I believe that we are not defiled by eating certain foods, just as we are not made holy by avoiding other foods.  Likewise, we are not defiled by drinking alcohol, or abstaining from it.  We are not made unholy by getting a tattoo; nor are we sanctified by refraining from tattoos.  We simply cannot be defiled by those “outside” things.  Nor are we made holy by a set of rules.  Defilement, as Jesus put it, comes from “within.”  It is a matter of the heart.  A woman whose heart is rebellious against God gets no benefit from wearing a long dress and avoiding make-up.  Likewise, a man who will drive 20 miles out of his way to avoid a restaurant that sells alcohol, but has a heart against God is simply a sinner who is just wasting gas.

Now, having said all of that, I feel that I must answer something that is very important to this subject: that is, what does it means to be a Christian?

It is my opinion that many modern-day Christians do not fully understand what it means to be a Christian.  The name “Christian” was given to the disciples of Jesus (Acts 11:26).  So, a Christian is just another name for a disciple, or follower of Jesus.  But what does it mean to be a follower of Jesus?

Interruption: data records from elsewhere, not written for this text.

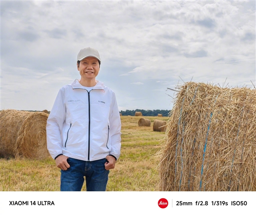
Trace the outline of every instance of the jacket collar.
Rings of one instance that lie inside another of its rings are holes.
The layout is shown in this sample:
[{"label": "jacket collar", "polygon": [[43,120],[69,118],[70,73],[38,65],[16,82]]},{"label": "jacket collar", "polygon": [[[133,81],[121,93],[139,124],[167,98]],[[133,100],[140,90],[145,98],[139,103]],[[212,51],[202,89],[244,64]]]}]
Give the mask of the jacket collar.
[{"label": "jacket collar", "polygon": [[[73,89],[85,89],[86,88],[86,87],[84,87],[82,85],[81,85],[81,84],[79,82],[79,81],[80,81],[80,80],[78,79],[76,79],[71,84],[71,85],[72,85],[72,88],[73,88]],[[94,87],[93,87],[92,89],[104,90],[104,85],[103,82],[100,82],[100,81],[96,80],[96,85],[95,85],[95,86],[94,86]]]}]

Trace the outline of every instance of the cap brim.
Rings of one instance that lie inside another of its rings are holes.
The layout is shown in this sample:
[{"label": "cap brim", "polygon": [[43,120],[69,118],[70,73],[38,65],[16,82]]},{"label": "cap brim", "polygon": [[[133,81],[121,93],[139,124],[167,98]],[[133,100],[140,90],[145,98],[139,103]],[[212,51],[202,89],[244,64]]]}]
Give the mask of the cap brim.
[{"label": "cap brim", "polygon": [[98,59],[99,60],[99,61],[100,61],[100,62],[101,62],[101,59],[99,59],[99,58],[98,58],[98,57],[96,57],[96,56],[92,56],[92,55],[89,55],[89,56],[86,56],[86,57],[83,57],[83,58],[81,58],[81,59],[78,59],[77,60],[79,60],[79,61],[81,61],[81,60],[83,60],[84,59],[85,59],[85,58],[87,58],[87,57],[94,57],[94,58],[96,58],[96,59]]}]

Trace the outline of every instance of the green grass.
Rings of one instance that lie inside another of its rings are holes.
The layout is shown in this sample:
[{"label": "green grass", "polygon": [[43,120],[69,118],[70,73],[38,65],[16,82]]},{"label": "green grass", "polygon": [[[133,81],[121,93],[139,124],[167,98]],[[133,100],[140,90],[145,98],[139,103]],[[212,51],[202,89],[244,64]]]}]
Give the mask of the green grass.
[{"label": "green grass", "polygon": [[[139,127],[141,116],[122,116],[121,153],[109,175],[107,191],[157,191],[159,163],[155,154],[164,132],[153,131],[154,119],[168,117],[143,116],[151,122],[150,127]],[[0,191],[58,191],[60,169],[51,158],[0,159]],[[86,190],[85,183],[82,190]]]}]

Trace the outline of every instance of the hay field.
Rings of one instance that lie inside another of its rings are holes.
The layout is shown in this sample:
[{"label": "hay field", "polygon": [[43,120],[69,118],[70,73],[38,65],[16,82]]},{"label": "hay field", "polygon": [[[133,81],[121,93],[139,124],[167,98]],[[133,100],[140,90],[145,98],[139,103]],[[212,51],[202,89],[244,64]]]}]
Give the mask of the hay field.
[{"label": "hay field", "polygon": [[[165,133],[153,131],[155,119],[167,117],[143,116],[150,127],[139,127],[141,116],[121,116],[122,148],[116,168],[111,170],[107,191],[157,191],[159,176],[156,168],[160,140]],[[59,191],[59,169],[51,158],[0,158],[0,191]],[[84,183],[82,190],[86,190]]]}]

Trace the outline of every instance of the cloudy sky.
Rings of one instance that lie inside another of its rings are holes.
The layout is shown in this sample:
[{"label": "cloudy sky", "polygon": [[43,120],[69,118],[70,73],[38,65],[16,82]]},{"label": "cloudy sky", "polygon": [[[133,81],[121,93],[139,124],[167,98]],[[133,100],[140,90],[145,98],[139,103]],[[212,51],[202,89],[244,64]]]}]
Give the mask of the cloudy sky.
[{"label": "cloudy sky", "polygon": [[170,110],[178,83],[252,87],[256,2],[1,1],[1,110],[50,110],[81,48],[119,110]]}]

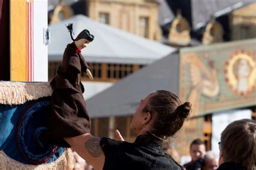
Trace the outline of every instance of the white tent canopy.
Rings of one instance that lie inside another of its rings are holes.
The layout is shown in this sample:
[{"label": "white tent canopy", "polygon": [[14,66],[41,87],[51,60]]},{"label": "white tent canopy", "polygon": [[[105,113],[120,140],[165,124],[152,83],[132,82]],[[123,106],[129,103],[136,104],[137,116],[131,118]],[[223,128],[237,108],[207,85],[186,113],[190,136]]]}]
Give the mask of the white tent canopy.
[{"label": "white tent canopy", "polygon": [[82,51],[88,62],[148,64],[176,51],[79,15],[49,26],[49,60],[62,60],[66,45],[72,42],[65,26],[70,23],[73,23],[74,38],[85,29],[95,36],[94,40]]},{"label": "white tent canopy", "polygon": [[87,100],[90,116],[100,118],[131,115],[141,99],[157,90],[168,90],[178,95],[179,59],[178,53],[169,55]]}]

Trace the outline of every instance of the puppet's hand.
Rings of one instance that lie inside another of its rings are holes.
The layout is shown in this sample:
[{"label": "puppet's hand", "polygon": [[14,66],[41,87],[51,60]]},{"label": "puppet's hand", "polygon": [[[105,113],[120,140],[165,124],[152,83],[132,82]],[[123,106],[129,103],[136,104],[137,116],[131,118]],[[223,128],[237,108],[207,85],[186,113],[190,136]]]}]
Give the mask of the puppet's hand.
[{"label": "puppet's hand", "polygon": [[120,133],[120,132],[118,130],[116,130],[116,131],[114,131],[114,134],[116,134],[117,140],[125,141],[124,138],[123,138],[121,133]]},{"label": "puppet's hand", "polygon": [[89,78],[91,80],[93,79],[93,77],[92,75],[92,73],[91,73],[91,71],[90,71],[90,70],[87,69],[86,69],[86,75],[88,76]]}]

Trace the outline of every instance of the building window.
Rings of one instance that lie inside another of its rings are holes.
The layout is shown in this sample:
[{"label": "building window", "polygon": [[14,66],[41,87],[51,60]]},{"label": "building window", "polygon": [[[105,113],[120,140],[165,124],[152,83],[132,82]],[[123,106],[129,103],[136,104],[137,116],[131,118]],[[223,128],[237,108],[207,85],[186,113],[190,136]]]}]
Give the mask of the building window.
[{"label": "building window", "polygon": [[[92,76],[94,78],[100,78],[102,77],[102,64],[100,63],[87,63],[88,66],[90,68]],[[81,73],[81,77],[85,78],[88,78],[85,73],[82,72]]]},{"label": "building window", "polygon": [[133,65],[132,64],[107,64],[107,78],[120,79],[132,73]]},{"label": "building window", "polygon": [[51,79],[56,74],[57,69],[62,63],[61,62],[50,62],[48,66],[48,77]]},{"label": "building window", "polygon": [[109,137],[109,118],[99,118],[98,132],[99,137]]},{"label": "building window", "polygon": [[250,28],[248,26],[242,25],[241,26],[241,39],[250,38]]},{"label": "building window", "polygon": [[109,25],[109,13],[105,12],[99,13],[99,22]]},{"label": "building window", "polygon": [[145,37],[149,37],[149,18],[140,17],[139,18],[139,35]]}]

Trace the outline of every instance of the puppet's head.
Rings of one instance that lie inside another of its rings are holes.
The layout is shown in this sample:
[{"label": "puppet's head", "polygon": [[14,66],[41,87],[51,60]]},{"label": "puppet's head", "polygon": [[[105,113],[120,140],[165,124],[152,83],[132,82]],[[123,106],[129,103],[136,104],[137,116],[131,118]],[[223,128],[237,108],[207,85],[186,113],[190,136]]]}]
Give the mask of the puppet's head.
[{"label": "puppet's head", "polygon": [[83,30],[81,32],[79,33],[79,34],[78,34],[76,39],[73,39],[73,36],[72,36],[72,32],[73,32],[73,24],[69,24],[69,25],[66,26],[66,28],[70,33],[70,36],[71,37],[72,40],[73,41],[78,41],[81,39],[86,39],[90,42],[93,40],[94,36],[90,33],[90,31],[86,29]]}]

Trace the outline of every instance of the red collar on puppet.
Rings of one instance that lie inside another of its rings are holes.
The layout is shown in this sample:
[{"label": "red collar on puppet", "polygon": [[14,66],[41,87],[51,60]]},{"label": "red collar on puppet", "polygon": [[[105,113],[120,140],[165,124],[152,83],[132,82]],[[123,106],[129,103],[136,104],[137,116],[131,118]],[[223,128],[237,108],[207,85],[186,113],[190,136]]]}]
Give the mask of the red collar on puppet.
[{"label": "red collar on puppet", "polygon": [[77,49],[76,50],[76,53],[81,52],[81,50],[80,50],[79,49],[77,48]]}]

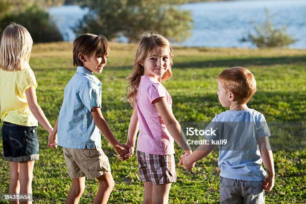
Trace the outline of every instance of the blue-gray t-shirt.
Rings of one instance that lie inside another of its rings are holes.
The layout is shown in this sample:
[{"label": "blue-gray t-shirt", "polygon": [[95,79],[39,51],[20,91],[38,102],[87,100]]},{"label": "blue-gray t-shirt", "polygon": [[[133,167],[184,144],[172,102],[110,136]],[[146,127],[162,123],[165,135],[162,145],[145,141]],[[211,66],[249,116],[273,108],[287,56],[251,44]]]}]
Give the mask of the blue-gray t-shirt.
[{"label": "blue-gray t-shirt", "polygon": [[102,84],[89,70],[78,66],[64,91],[58,116],[59,146],[79,149],[101,146],[101,135],[91,110],[101,107]]},{"label": "blue-gray t-shirt", "polygon": [[216,136],[208,140],[226,140],[219,146],[218,165],[220,176],[244,180],[263,180],[266,173],[256,139],[271,136],[264,116],[248,108],[227,110],[216,115],[206,129],[216,130]]}]

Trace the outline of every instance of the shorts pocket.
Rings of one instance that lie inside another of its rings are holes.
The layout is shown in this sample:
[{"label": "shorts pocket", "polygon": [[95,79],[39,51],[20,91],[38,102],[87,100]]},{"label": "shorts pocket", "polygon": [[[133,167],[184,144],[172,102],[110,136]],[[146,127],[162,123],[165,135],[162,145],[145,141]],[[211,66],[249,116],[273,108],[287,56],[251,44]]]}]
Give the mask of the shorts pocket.
[{"label": "shorts pocket", "polygon": [[235,184],[235,180],[232,178],[220,178],[220,186],[222,187],[230,187]]},{"label": "shorts pocket", "polygon": [[10,130],[8,141],[10,145],[16,148],[22,148],[26,142],[26,130]]},{"label": "shorts pocket", "polygon": [[244,186],[245,186],[251,187],[254,188],[259,187],[262,187],[264,186],[264,181],[244,180]]},{"label": "shorts pocket", "polygon": [[81,149],[80,150],[82,154],[84,156],[90,158],[94,158],[98,156],[100,152],[96,148],[94,149]]}]

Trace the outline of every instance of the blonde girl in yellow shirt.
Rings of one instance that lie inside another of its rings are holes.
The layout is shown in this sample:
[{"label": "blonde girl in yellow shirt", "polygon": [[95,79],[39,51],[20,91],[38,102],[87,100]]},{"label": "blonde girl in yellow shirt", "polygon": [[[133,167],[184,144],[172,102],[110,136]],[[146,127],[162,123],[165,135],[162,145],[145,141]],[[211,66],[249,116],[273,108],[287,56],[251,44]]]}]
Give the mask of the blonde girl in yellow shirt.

I believe that a disciple – or follower – of Jesus means today what it meant 2,000 years ago.  A disciple of Jesus is a person who commits themselves to following Jesus, and seeking His will for their life.  To “accept Christ” means to accept His terms for our life.  It means to no longer seek our own good – but to seek the good of the King for whom we live.

Jesus gave us one commandment: to love one another (John 13:34).  All of our activities, pursuits, hobbies, work, and interests must conform to this one commandment.  If we Christians involve ourselves in activities that are not loving, then we can know that we must cease from those things.  If one has a loving heart, and his or her pursuits are loving, then I believe we are walking in the true faith.

Christians should know that we do not sin by those things outside of our body (like tattoos, music, and alcohol, for example).  However, if those things lead us to sin, or they cause others around us to stumble, then they are un-loving and are sin to us.  While I served as a Pastor I would never order an alcoholic beverage in a restaurant – not because I thought it made me unholy – but because I was concerned that someone around me might be caused to stumble if I did.  I gladly exchanged my liberty so that someone around me might not falter.

Our liberty in Christ should never be considered a license to commit sin.  Just because we are free to do something does not mean that it is good to do it.  I should finish quoting the verse by Paul in 1 Cor. 6:12, “All things are lawful for me, but all things are not helpful.”

In summary, I believe that Christians are people who are seeking “first the kingdom of God.”  Christians have great liberty in Christ, and are not bound by rules and regulations.  That liberty, however, is tempered by the Commandment of Love.  If we are loving Jesus, and loving our brother, then we are good.